Is your task really 2AFC?

Probably not.

You probably know that 2AFC stands for “two-alternative forced choice.” However, you may not know that this means 2AFC tasks involve the presentation of two stimuli on each trial!

Let’s say that you want your participants to distinguish between faces and houses. On each trial, you present an image and ask participants to decide if it’s a face or a house. This is a fantastic design, just not a 2AFC task. Rather, it’s a discrimination task though some psychophysicists would also call it a detection task. Likewise if your subjects are judging the direction of motion in a random dot kinematogram, or if they are deciding whether an item is old or new, or whenever they are judging a single stimulus per trial.

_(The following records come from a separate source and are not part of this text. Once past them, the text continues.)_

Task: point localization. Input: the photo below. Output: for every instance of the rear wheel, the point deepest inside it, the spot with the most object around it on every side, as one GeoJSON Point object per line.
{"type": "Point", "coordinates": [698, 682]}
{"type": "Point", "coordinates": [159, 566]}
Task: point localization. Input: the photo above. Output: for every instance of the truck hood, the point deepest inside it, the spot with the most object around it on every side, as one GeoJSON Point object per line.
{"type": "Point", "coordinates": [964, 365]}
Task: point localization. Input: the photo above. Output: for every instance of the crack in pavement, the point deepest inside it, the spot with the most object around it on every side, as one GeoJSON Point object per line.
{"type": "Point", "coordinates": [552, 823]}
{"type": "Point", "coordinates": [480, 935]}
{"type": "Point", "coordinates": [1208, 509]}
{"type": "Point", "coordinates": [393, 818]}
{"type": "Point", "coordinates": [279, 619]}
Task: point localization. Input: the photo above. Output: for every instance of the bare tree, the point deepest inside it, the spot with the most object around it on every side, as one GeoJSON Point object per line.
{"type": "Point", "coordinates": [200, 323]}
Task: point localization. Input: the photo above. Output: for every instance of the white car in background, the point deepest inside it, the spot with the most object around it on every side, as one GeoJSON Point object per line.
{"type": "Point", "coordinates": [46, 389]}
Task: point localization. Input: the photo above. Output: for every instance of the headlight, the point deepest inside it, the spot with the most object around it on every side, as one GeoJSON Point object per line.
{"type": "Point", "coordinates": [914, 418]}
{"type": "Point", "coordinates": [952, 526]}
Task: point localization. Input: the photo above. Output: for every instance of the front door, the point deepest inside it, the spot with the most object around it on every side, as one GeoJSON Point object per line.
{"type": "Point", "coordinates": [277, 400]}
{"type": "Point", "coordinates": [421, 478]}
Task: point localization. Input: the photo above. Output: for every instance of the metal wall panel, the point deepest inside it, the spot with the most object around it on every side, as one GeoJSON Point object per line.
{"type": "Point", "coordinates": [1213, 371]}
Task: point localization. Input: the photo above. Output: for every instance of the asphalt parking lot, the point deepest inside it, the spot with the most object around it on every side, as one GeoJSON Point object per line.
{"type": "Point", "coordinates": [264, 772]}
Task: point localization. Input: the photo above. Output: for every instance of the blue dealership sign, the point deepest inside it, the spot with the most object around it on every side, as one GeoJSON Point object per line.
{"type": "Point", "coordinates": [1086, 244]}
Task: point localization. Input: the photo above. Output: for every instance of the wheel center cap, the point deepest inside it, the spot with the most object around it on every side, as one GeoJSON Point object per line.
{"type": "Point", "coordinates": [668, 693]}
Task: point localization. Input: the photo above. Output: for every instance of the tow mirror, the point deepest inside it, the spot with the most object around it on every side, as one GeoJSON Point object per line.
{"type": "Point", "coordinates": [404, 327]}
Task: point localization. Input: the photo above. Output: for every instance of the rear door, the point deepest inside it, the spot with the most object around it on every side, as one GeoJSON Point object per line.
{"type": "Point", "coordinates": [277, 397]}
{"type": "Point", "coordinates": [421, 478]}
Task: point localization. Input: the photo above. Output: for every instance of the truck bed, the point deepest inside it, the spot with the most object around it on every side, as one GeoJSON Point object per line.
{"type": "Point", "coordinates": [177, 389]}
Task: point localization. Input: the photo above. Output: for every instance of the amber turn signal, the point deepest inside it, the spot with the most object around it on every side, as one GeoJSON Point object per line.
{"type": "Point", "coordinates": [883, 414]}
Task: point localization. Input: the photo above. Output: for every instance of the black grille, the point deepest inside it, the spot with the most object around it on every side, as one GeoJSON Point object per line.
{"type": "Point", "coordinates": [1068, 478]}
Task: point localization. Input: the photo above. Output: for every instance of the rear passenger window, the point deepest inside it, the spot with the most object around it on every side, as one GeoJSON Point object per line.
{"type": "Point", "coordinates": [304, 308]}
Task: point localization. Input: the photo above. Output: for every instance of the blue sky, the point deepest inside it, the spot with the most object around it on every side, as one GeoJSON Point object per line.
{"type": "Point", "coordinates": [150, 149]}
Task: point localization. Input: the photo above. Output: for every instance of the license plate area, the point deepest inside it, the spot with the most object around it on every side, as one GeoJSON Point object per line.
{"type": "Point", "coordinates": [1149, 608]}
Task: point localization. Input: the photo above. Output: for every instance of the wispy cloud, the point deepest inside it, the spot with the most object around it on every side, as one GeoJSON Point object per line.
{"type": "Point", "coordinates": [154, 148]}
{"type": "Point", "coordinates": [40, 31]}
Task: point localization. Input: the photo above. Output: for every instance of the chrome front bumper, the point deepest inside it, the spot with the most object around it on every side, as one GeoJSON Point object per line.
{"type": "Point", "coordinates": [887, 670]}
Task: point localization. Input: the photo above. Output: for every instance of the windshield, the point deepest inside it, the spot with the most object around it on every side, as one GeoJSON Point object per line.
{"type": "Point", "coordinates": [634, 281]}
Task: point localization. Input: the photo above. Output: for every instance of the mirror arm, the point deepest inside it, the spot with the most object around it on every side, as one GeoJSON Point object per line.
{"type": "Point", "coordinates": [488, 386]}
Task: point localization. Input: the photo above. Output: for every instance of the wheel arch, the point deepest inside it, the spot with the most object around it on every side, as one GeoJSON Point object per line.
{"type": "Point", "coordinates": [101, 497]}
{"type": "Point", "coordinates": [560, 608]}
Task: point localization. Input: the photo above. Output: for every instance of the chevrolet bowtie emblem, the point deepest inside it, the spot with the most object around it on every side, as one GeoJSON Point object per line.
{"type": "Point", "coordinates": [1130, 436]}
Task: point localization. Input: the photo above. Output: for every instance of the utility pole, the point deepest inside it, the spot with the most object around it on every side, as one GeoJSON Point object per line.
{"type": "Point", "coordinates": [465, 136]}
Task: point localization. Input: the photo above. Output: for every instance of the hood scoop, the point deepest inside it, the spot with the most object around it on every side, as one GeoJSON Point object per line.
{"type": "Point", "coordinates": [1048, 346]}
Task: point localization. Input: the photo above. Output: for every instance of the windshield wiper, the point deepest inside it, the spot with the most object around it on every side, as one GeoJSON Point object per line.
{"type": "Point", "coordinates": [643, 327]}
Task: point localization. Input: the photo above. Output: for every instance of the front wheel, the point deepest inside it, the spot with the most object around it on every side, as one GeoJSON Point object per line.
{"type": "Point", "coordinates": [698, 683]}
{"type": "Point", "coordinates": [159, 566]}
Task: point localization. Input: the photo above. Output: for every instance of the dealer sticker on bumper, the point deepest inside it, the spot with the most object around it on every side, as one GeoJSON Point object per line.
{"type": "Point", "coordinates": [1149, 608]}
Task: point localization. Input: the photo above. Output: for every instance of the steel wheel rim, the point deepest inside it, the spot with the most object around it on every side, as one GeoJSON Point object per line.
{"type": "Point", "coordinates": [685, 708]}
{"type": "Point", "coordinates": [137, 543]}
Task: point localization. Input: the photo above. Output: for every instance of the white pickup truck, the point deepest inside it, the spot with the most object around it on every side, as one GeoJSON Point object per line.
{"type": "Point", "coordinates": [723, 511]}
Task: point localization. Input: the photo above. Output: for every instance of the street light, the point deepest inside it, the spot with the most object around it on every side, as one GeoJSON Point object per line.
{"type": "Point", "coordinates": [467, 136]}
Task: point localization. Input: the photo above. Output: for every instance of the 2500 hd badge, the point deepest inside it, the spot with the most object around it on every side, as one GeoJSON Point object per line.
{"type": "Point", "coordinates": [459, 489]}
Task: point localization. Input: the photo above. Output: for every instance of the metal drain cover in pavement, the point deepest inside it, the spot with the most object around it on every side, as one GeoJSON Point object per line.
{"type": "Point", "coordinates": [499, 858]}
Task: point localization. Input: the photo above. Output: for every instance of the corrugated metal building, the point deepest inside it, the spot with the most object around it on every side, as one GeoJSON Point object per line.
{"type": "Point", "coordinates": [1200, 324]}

Example of tasks that are and aren't 2AFC.
Example of tasks that are and aren’t 2AFC.

So, what are 2AFC tasks? There are two variants: spatial 2AFC and temporal 2AFC (also called two-interval forced choice, or 2IFC). In the spatial 2AFC, on each trial you’d present a face and a house in different locations (usually left and right of fixation). In 2IFC tasks, on each trial you’d present first the face and then the house (or vice versa) in the same spatial location. In both cases, participants’ task is to determine which of the two stimuli was the face.

Despite my best efforts, I haven’t been able to find out how the confusion around what a 2AFC task is emerged. According to this Wikipedia page, Fechner developed 2AFC back in the 19th century. Confusing 1-stimulus discrimination tasks with 2AFC seems to have already been the rule by the middle of the 20th century (and perhaps much earlier). It appears to be the rule now, at least outside of the vision science world.

What is so special about 2AFC tasks? They are supposed to be ‘unbiased.’ In other words, subjects are often assumed not to have much of a bias between left/right or first/second interval decisions. Such lack of bias is great for measuring performance and generally makes distributional assumptions (like assuming Gaussians in SDT) unnecessary. The problem is this assumption has been shown to be empirically false (Yeshurun, Carrasco, & Maloney, 2008). Yeshurun and colleagues even recommend against using 2IFC tasks altogether.

A note on comparing 1-stimulus discrimination and 2AFC tasks: because 2AFC tasks present two stimuli on each trial, participants have more information to work with and thus are expected to perform better. In fact, their signal-to-noise ratio (d’) should be exactly √2 higher in 2AFC tasks. Empirically, however, it has been found to be both substantially higher or substantially lower. Math is prettier than actual human performance!

In the end, perhaps it’s not a bad thing if you’ve used a simple discrimination task in your experiment. Just don’t call it 2AFC.


Has the drift diffusion model made any new predictions?

The drift diffusion model (DDM) is one of the most well-known and widespread models of perceptual decision making. I also happen to think that it is wrong. The reasons for this opinion are many and varied, but I’ll keep those for another post. However, while the theoretical arguments for or again DDM are important, it is arguably even more important whether it “works”. Practically, there is a reason why DDM is so popular and it is that DDM provides very good fits to behavioral data. The problem is: it may very well be that the model fits well because it is overly flexible, and some researchers have made that argument before (Jones & Dzhafarov, 2014). The question of flexibility is also a tough one: all models are at least somewhat flexible and it’s hard to say when a model is “too” flexible. Again, I have opinions on this issue but others have equally strong opinions in the opposite direction, and the flexibility of the model is not what this post is about.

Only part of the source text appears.